The discrepancy between the eyewitness account of Dudayev's death and the transcript and picture published in Moscow is disturbing for many reasons, not least because it underscores the close relationship between the Russian security services and the "independent" Moscow media, which serve as a basic source for much Western reporting on Chechnya -- and which have now managed to convince the Chechens of U.S. complicity in the death of their first president.

There is, sadly, little new in this. Prior to the war, Moscow-generated disinformation about Chechnya managed to convey a picture of a mafia den inhabited by congenital criminals who rule through fear. Over the course of the conflict, Moscow floated all manner of atrocity stories, ranging from Chechens chopping Russians to bits to pinning the murder of US. aid worker Fred Cuny on Chechen "bandits." In the aftermath of the cease-fire agreement reached last August between Aslan Maskhadov and Aleksandr Lebed, there have been almost daily reports of kidnappings and killings in Chechnya performed by "unknowns," the most awful of which was the murder in December of six foreign nationals running a Red Cross hospital. Not only did the murders result in the Red Cross -- usually the first aid organization to get into any conflict zone and the last to leave -- pulling its personnel out of Chechnya but it also caused virtually all foreign election observers to cancel their plans to monitor the polling, lest they become the next victims of what can only be labeled cold-blooded provocations.
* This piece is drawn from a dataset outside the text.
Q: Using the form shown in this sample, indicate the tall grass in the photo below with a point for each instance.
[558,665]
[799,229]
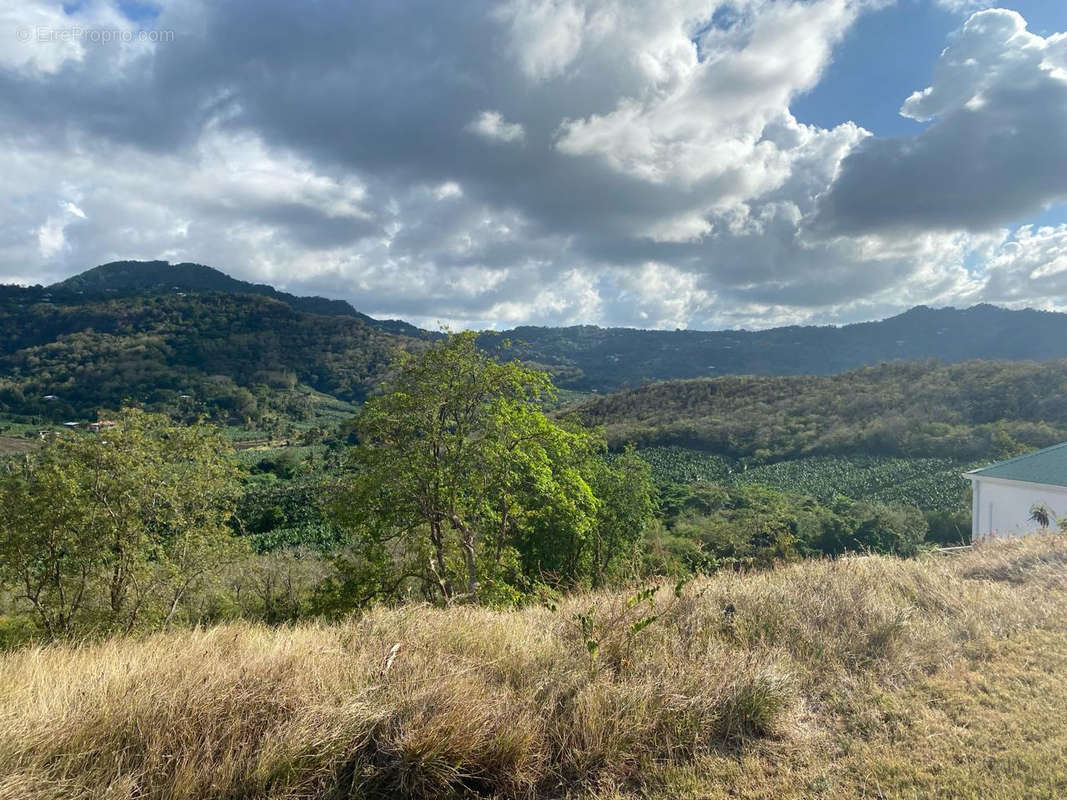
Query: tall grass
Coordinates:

And now, in the run-up to the elections, the daily barrage of Russian reporting emphasizes how the main candidates are viciously attacking one another and how the coalition of clans that fought the war together is about to fall apart, with the outbreak of internecine fighting imminent. Those foreign reporters who have ventured down to witness the campaign firsthand have so far reported nothing of the sort.